Washington - Mit gemischten Gefühlen betrachten die USA das Vordringen der Nordallianz in Afghanistan. Nicht nur die Tatsache, dass bisher eine politische Lösung für das Land noch in den Sternen steht, trübt die Genugtuung über die jüngsten militärischen Erfolge. Es mehren sich Berichte über Gräueltaten der Anti-Taliban-Koalition während des Vormarsches nach Süden.
Hinweis: Der Inhalt dieser Seite wurde vor 23 Jahren in der Wiener Zeitung veröffentlicht. Hier geht's zu unseren neuen Inhalten.
Allein am vergangenen Wochenende, sind nach Berichten westlicher Beobachter in und um Mazar-i-Sharif 600 Menschen im Exekutionsstil getötet worden. Nach Angaben von Augenzeugen wurden auch unschuldige Familienmitglieder zu Dutzenden umgebracht.

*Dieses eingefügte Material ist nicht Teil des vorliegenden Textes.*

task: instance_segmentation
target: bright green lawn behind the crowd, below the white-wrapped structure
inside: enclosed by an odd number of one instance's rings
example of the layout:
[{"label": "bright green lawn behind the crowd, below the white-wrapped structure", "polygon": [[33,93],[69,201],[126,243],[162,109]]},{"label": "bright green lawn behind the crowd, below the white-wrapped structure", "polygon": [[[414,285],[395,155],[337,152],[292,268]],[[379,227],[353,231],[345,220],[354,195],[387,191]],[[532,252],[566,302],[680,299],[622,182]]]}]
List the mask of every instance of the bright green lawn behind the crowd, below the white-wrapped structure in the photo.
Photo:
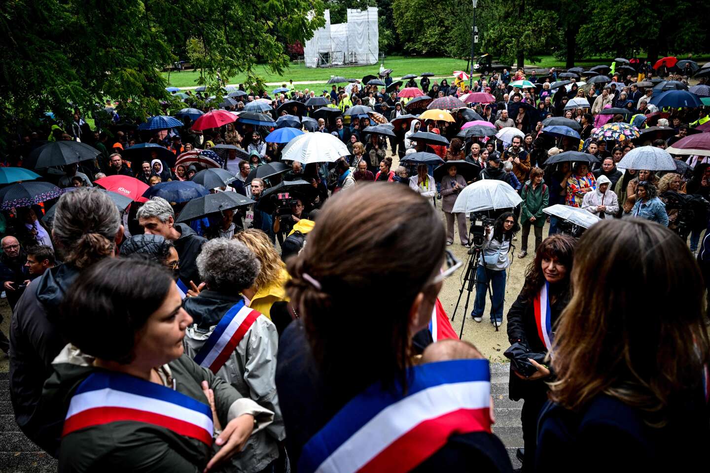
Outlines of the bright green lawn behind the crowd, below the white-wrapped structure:
[{"label": "bright green lawn behind the crowd, below the white-wrapped structure", "polygon": [[[402,77],[405,74],[422,74],[422,72],[433,72],[437,76],[451,76],[455,70],[460,70],[466,67],[466,61],[452,59],[450,57],[402,57],[389,56],[386,58],[384,65],[388,69],[393,69],[392,77]],[[273,74],[268,72],[265,67],[258,66],[256,73],[261,75],[266,82],[288,82],[288,79],[297,81],[313,81],[322,80],[323,84],[330,79],[331,76],[344,76],[349,79],[362,79],[367,74],[377,74],[380,70],[379,64],[371,66],[354,66],[354,67],[305,67],[302,63],[292,63],[283,75]],[[167,78],[168,72],[163,72]],[[197,78],[200,77],[200,72],[184,71],[170,72],[170,82],[168,85],[173,87],[191,87],[197,85]],[[231,77],[229,84],[239,84],[244,82],[244,76]],[[304,87],[310,87],[304,86]],[[322,89],[321,89],[322,90]]]}]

Organisationen wie die in New York ansässige "Human Rights Watch" hatten schon zum Auftakt der US-Militäraktion öffentlich davor gewarnt, "blutrünstigen Kommandanten" der Nordallianz nicht noch zusätzliche Waffen in die Hand zu geben. Erinnert wurde an Vorfälle Ende 1999 und Anfang 2000 in einem von der Nordallianz kontrollierten Gebiet. Damals hatten Augenzeugen über Massenhinrichtungen von Paschtunen und anderen Taliban-Unterstützern, über Brandschatzungen und Plündereien berichtet.

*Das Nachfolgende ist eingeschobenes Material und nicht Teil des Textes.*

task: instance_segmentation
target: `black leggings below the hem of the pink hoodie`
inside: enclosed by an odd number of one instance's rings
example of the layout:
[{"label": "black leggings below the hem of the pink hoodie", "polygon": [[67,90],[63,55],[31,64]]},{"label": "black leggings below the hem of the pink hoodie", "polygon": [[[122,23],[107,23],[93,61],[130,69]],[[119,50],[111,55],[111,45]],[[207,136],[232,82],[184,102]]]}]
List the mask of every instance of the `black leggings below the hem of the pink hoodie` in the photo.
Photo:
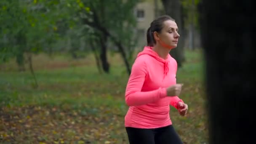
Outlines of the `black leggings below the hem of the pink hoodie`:
[{"label": "black leggings below the hem of the pink hoodie", "polygon": [[183,144],[172,125],[162,128],[126,127],[130,144]]}]

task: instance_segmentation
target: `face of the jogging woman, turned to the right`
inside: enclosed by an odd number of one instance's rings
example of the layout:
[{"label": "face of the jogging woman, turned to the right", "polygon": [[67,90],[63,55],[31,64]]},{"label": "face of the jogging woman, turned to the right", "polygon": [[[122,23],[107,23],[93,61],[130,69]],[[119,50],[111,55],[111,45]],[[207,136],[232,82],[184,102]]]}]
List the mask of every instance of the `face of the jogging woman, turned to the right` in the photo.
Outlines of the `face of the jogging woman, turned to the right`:
[{"label": "face of the jogging woman, turned to the right", "polygon": [[163,29],[156,37],[156,41],[163,47],[176,48],[179,40],[178,26],[175,21],[163,22]]}]

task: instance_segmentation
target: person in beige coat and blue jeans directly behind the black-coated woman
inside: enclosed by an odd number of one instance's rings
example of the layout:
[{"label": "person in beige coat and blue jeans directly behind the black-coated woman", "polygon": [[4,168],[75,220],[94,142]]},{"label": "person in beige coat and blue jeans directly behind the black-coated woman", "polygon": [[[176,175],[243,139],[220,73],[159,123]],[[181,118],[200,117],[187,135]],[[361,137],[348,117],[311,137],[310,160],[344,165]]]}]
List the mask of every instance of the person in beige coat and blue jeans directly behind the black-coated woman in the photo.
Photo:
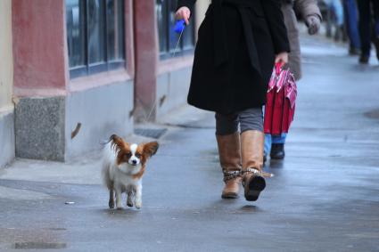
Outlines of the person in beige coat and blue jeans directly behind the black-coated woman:
[{"label": "person in beige coat and blue jeans directly behind the black-coated woman", "polygon": [[[299,13],[308,27],[310,35],[314,35],[321,25],[321,12],[317,6],[317,0],[282,0],[282,12],[284,23],[290,39],[291,53],[289,54],[289,67],[296,80],[301,78],[301,49],[299,39],[299,28],[293,7]],[[343,20],[342,20],[343,21]],[[286,134],[270,135],[265,137],[265,157],[270,153],[271,159],[284,159],[284,143]]]}]

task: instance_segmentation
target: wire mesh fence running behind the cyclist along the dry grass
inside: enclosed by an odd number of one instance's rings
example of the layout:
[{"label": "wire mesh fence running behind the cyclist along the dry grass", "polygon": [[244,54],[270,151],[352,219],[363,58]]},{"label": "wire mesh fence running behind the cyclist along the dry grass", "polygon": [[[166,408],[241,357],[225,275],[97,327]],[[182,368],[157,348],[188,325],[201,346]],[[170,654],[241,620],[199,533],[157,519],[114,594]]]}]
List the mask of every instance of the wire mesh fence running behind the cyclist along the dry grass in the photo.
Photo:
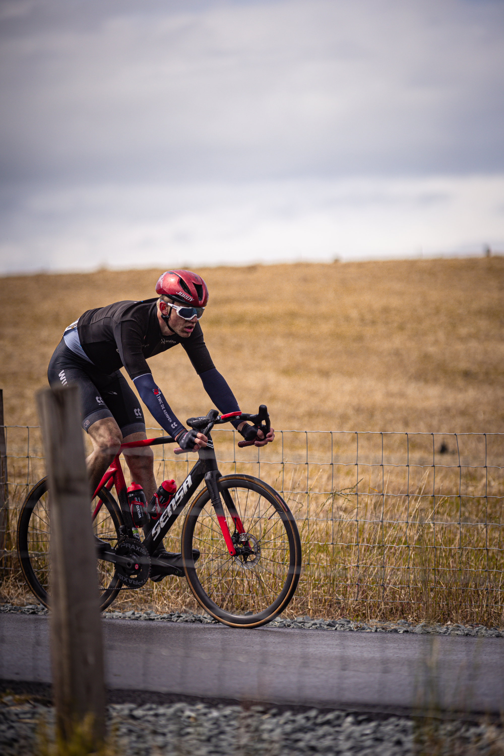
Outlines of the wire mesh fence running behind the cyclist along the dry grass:
[{"label": "wire mesh fence running behind the cyclist along the dry grass", "polygon": [[[45,460],[39,427],[5,426],[5,435],[7,595],[23,590],[17,516]],[[295,516],[303,570],[288,614],[502,624],[504,434],[280,431],[260,449],[238,448],[233,429],[212,438],[223,475],[263,479]],[[181,482],[196,460],[153,451],[158,482]],[[170,531],[170,550],[179,532]],[[156,605],[187,606],[183,582],[143,590]]]}]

Allen voran fällt in diesem Zusammenhang immer wieder der Name Abdul Rashid Dostum. Der zur usbekischen Minderheit gehörende ex-kommunistische General, der sich in einem "neuen" Afghanistan eine führende Rolle erhofft, ist als skrupelloser Machtmensch berüchtigt. Dostum wechselte in der Vergangenheit seine Verbündeten wie andere ihre Hemden. Er kämpfte erst mit den Sowjets, dann mit den Mudschaheddin, von denen er später einige aus Rivalität angeblich ermorden ließ. Während des Bürgerkrieges in den 90er Jahren war Dostum an der Zerstörung Kabuls beteiligt, bei der Zehntausende Zivilisten getötet wurden. Seiner Miliz werden auch zahllose Morde an nicht-usbekischen Zivilisten, Vergewaltigungen und Plünderungen zur Last gelegt.

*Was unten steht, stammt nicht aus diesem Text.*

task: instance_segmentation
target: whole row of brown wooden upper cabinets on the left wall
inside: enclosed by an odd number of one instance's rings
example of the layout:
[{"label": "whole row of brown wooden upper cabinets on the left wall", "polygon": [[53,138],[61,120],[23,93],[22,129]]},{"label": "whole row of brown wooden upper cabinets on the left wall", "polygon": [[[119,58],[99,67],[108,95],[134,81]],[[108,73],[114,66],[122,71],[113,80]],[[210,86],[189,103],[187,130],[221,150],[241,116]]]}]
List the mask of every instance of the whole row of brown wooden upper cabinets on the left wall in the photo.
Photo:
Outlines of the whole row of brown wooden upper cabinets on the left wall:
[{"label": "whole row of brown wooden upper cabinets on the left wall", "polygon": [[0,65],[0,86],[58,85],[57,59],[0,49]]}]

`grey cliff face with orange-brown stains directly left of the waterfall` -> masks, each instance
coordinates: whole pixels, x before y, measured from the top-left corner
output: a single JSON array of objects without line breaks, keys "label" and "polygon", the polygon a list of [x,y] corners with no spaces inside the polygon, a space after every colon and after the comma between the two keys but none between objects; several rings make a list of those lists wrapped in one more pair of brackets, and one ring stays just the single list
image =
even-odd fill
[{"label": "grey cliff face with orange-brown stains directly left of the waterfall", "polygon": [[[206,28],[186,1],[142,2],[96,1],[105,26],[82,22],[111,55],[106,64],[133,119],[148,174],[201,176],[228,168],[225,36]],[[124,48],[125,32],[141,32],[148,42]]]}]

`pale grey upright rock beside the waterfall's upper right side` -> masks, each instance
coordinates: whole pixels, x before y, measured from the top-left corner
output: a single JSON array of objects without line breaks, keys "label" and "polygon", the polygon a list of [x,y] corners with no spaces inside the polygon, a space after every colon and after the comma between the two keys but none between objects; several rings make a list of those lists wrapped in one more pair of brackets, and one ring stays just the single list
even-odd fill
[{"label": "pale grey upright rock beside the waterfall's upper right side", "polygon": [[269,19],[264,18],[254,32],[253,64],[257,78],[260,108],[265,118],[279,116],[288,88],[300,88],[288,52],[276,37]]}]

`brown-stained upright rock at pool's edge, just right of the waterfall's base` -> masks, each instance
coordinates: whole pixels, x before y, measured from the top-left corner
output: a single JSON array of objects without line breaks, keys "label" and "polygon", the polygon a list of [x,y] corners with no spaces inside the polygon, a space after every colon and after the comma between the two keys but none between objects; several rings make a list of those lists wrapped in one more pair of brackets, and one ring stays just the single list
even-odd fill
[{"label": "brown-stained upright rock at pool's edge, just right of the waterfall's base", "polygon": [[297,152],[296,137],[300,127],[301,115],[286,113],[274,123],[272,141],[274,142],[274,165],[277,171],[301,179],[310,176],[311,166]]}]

In den USA wächst vor diesem Hintergrund die Sorge, dass sich die Nordallianz nicht im erhofften Maße kontrollieren lassen wird. Je mehr militärische Siege sie erringt, desto stärker könnte sie sich im Überschwang ihres Machtgefühls zu Bluttaten hinreißen lassen, meinte ein Regierungsbeamter. Berichte über Taliban-Kriegsgefangene, die wehrlos am Boden liegend erschossen und deren Leichen danach noch mit Gewehrkolben zu einer blutigen Masse geschlagen wurden, hätten die US-Regierung "verstört".
Das Weiße Haus versucht, sich aus der Affäre zu ziehen, indem es Unterstützungsbekundungen mit Appellen zur Einhaltung der Menschenrechte verbindet. Die USA würden mit ihren Freunden von der Nordallianz daran arbeiten, "dass Menschen mit Respekt behandelt werden", sagte Präsident Bush am Rande des Treffens mit Putin.
Die Beschwichtigungsversuche zielen nicht nur darauf ab, Partner in der Anti-Terror-Koalition, vor allem Pakistan, bei der Stange zu halten. Die USA fürchteten vielmehr, dass anhaltende Meldungen über Bluttaten von Nordalliierten es noch schwerer machen werden, die Paschtunen in die Bemühungen um eine Koalitionsregierung in Kabul einzubinden.